Cytotoxic properties of hydroxylamino- and amino-misonidazole, possible metabolic products of misonidazole, in hypoxic HeLa S3 cells.

作者信息

Murayama C, Hori H, Mori T, Inayama S

出版信息

Gan. 1983 Oct;74(5):693-8.

PMID:6642142
Abstract

Misonidazole, a derivative of 2-nitroimidazole, has selective cytotoxic activity on hypoxic cells in addition to its radiosensitizing activity. This cytotoxicity is considered to be due to metabolic reduction of the drug. A possible metabolite seems to be hydroxylaminomisonidazole, an intermediate product derived via reduction of the nitro group. Authentic samples of hydroxylamino- and aminomisonidazole (a final reduction product) were synthesized and their cytotoxicity towards HeLa S3 cells was compared with that of misonidazole.

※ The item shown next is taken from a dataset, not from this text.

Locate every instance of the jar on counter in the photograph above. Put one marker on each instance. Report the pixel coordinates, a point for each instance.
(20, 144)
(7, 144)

After a 3-hr exposure to 1mM hydroxylaminomisonidazole under aerobic and hypoxic conditions, the surviving cell fractions were 0.18 and 0.0056, respectively. This represents a cytotoxicity five and 125 times greater, respectively, than that of misonidazole. Under the same conditions, aminomisonidazole showed no apparent cytotoxicity.

摘要

米索硝唑是2-硝基咪唑的衍生物,除具有放射增敏活性外,对缺氧细胞还有选择性细胞毒活性。这种细胞毒性被认为是由于药物的代谢还原作用。一种可能的代谢产物似乎是羟氨基米索硝唑,它是通过硝基还原得到的中间产物。合成了羟氨基米索硝唑和氨基米索硝唑(最终还原产物)的纯品,并将它们对HeLa S3细胞的细胞毒性与米索硝唑进行了比较。在需氧和缺氧条件下,将细胞暴露于1mM羟氨基米索硝唑3小时后,存活细胞分数分别为0.18和0.0056。这分别代表其细胞毒性比米索硝唑大5倍和125倍。在相同条件下,氨基米索硝唑未表现出明显的细胞毒性。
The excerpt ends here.